The cheaper and attractive price offerings for U.S. crude grade West Texas Intermediate (WTI) following the output cuts by members of the Organisation of Petroleum Exporting Countries (OPEC) and some non-OPEC producers since January has enabled the U.S. crude grade to find a non-traditional home in Asia.
Nigeria produces light sweet crude, a similar grade with the U.S. WTI that refiners in Asia are now rushing because of favourable price and shorter shipping distance. Nigeria has one of the world’s highest production cost per barrel of crude oil. This makes its crude’s price uncompetitive especially in low price regime as currently is.
At least three of South Korea’s four refiners import crude from Nigeria mostly through spot cargoes, Korean shipping data showed.
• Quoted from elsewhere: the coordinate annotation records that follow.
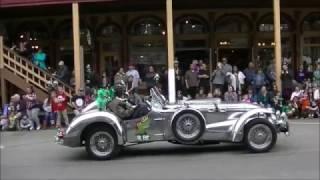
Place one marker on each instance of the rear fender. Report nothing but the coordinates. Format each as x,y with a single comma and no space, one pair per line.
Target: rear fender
243,120
79,124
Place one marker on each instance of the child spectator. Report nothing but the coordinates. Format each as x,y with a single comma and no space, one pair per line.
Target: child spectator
230,96
61,101
78,102
26,123
49,114
32,106
263,97
300,77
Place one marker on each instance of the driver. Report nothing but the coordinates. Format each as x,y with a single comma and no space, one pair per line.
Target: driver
119,105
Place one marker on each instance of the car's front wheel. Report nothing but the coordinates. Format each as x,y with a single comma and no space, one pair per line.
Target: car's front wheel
260,136
102,143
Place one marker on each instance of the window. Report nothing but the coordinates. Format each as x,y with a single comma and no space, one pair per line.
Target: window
312,22
147,26
232,24
109,30
191,25
266,24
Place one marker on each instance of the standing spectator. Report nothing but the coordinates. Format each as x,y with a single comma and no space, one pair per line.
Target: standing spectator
90,76
301,76
218,77
287,84
309,72
271,74
316,75
63,72
259,80
203,76
263,97
32,107
150,78
120,77
192,81
178,76
230,96
104,80
49,114
225,66
40,58
250,74
78,102
61,101
238,80
135,78
26,123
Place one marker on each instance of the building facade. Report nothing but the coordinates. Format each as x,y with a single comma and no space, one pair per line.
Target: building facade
121,37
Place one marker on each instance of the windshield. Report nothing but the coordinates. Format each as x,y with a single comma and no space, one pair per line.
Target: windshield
157,99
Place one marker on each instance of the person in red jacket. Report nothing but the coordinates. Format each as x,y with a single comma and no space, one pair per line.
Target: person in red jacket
60,106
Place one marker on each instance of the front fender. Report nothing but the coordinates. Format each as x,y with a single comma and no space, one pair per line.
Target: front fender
81,122
243,120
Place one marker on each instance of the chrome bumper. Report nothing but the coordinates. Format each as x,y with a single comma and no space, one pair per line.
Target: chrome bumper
63,139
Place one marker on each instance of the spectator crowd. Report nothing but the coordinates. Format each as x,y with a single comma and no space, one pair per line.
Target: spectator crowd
299,96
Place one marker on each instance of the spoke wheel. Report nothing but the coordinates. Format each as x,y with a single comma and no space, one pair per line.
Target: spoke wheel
188,128
260,136
101,143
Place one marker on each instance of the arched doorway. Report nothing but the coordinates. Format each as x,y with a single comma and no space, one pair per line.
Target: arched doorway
265,40
147,44
311,38
191,40
64,43
232,39
109,38
35,33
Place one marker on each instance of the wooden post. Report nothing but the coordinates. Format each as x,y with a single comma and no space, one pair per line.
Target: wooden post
2,80
277,40
171,74
78,60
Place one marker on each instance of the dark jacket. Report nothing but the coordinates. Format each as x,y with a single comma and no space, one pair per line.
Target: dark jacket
120,108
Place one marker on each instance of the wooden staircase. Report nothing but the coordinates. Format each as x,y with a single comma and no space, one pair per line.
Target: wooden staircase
22,73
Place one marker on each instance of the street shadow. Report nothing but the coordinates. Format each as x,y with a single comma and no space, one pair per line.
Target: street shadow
166,150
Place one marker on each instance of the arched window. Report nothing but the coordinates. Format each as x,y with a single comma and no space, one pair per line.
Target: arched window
34,29
311,22
191,25
266,23
232,24
147,26
109,30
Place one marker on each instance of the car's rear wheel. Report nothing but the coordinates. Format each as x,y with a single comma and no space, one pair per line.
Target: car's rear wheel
188,128
260,136
102,143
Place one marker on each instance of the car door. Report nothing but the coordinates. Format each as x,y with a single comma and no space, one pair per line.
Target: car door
147,128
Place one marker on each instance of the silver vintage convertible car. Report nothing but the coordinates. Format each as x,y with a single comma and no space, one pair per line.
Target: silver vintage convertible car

But with Korea looking to add to its list of crude suppliers, Nigeria’s barrels heading to the Asian country may further shrink.
Head of Energy Desk, Ecobank, Mr. Dolapo Oni, said OPEC and non-OPEC producer agreement to cut output in order to shore up price has its own advantage and disadvantage,. According to him, when the price of crude goes up it makes production of shale oil and gas attractive. Therefore, to make shale production unprofitable oil price need to be low because the cost of production per barrel of crude from conventional hydrocarbon acreages is much lower than production from shale. It can be as much as 200-400 per cent higher, he added.
From 2014, the market has experienced a supply glut mostly occasioned by US supply from shale oil leading to an increase in global inventories. Between 2017 and 2021, tight crude oil supply from North America (U.S. & Canada) is expected to increase from 4.1million barrels/day to 4.8million barrels/day and is expected to be a major supplier at least till 2030. Lest we forget, the U.S. has amended its laws to allow for crude export. This singular move is of key significance in the supply dynamics.
Corroborating Oni, the Group Managing Director, Nigerian National Petroleum Corporation (NNPC) Dr. Maikanti Baru, said the production of oil from shale changed the supply dynamics. “From 2014, the market has experienced a supply glut mostly occasioned by US supply from shale oil leading to an increase in global inventories. Between 2017 and 2021, tight crude oil supply from North America (U.S. & Canada) is expected to increase from 4.1million barrels per day to 4.8million barrels per day and is expected to be a major supplier at least till 2030. Lest we forget, the U.S. has amended its laws to allow for crude export. This singular move is of key significance in the supply dynamics,” Baru said.
Production at shale fields is forecast to expand to 6.15 million barrels a day in September, according to the Energy Information Administration (EIA). This week’s U.S. stockpile report may show that crude inventories declined for a seventh week, according to a Bloomberg survey
However, oil traded at a three-week low yesterday after a forecast on U.S. shale growth added to mounting worries that the rebalancing process is stalling.
“As much as oil inventories have been coming down in the U.S., which is something that is seasonally normal, the fact that U.S. shale production is very resilient and is again confirmed by this EIA Drilling Productivity Report, that is something that is weighing on the market’s mind,” said Harry Tchilinguirian, head of commodity markets strategy at BNP Paribas SA in London.